I will come to the wording of this rule in a minute, but I will first reply to something else that the noble Lord, Lord Rennard, said. In his preamble to dealing with the amendment, he addressed himself to the parliamentary channel and those who are listening. In so far as he did so, I will equally do so. He appeared to be in order because no one objected. It is important for people who are watching the parliamentary channel to understand that we are sitting here now at half past midnight—we may well sit all night—because some of us believe in a very simple principle. Because this is a constitutional Bill, the process by which it is being dealt with in Parliament is the wrong one. There has been no Green Paper, no White Paper, no prior scrutiny of draft legislation and no consultation with the political parties. A number has simply been pulled out of the air, inserted into the Bill in the middle of frantic negotiations over the formation of a Government, and handed to parliamentary counsel or the people who write legislation to produce it in the Bill, which now has to be rammed through both Houses of Parliament.

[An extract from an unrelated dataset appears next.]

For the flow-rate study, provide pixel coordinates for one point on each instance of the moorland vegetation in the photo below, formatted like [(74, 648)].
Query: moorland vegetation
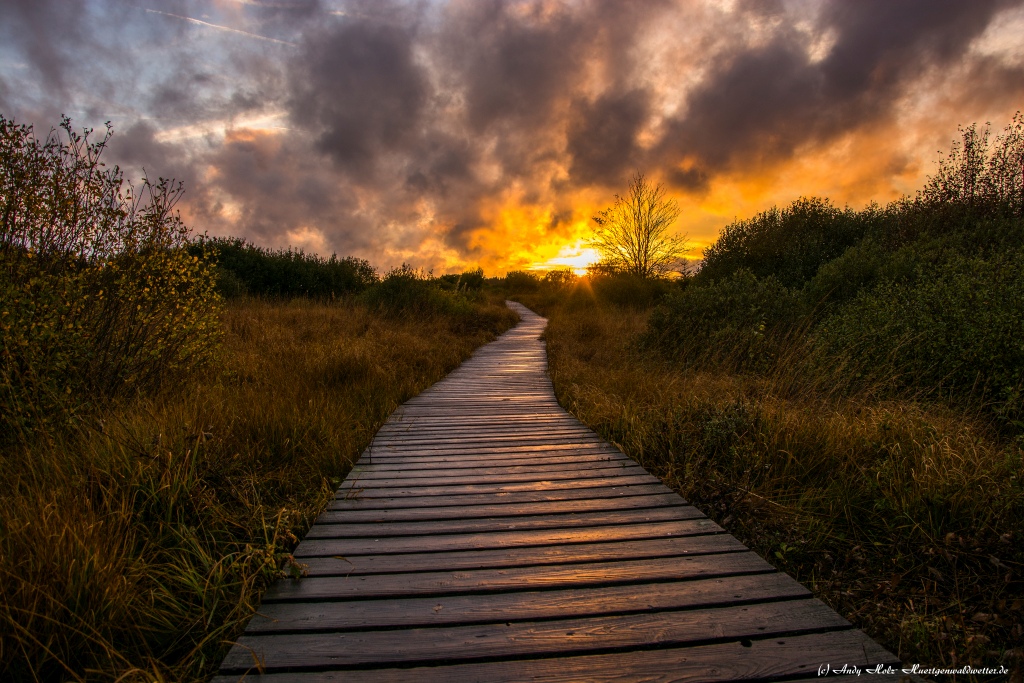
[(175, 411), (842, 389)]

That brings me to the comments of the noble Lord, Lord Tyler. He said that the other House voted on the Bill. It is true that it voted on it, but there was no real debate in the House of Commons on this matter because of a contractual agreement between two parties to a coalition. That contractual agreement means that there is no free debate between two major parties in British politics: the Liberal Democrat party and the Conservative Party. If there are people watching the parliamentary channel, they might for once stop and think that there may be an explanation for what is going on in the House of Commons. I have put it in my language; I am sure that all my noble friends could put it in theirs if they so wished.

I move now to the comments of the noble Viscount, Lord Eccles, who referred to 318. I do not think 318 was a cap, was it? It was a target.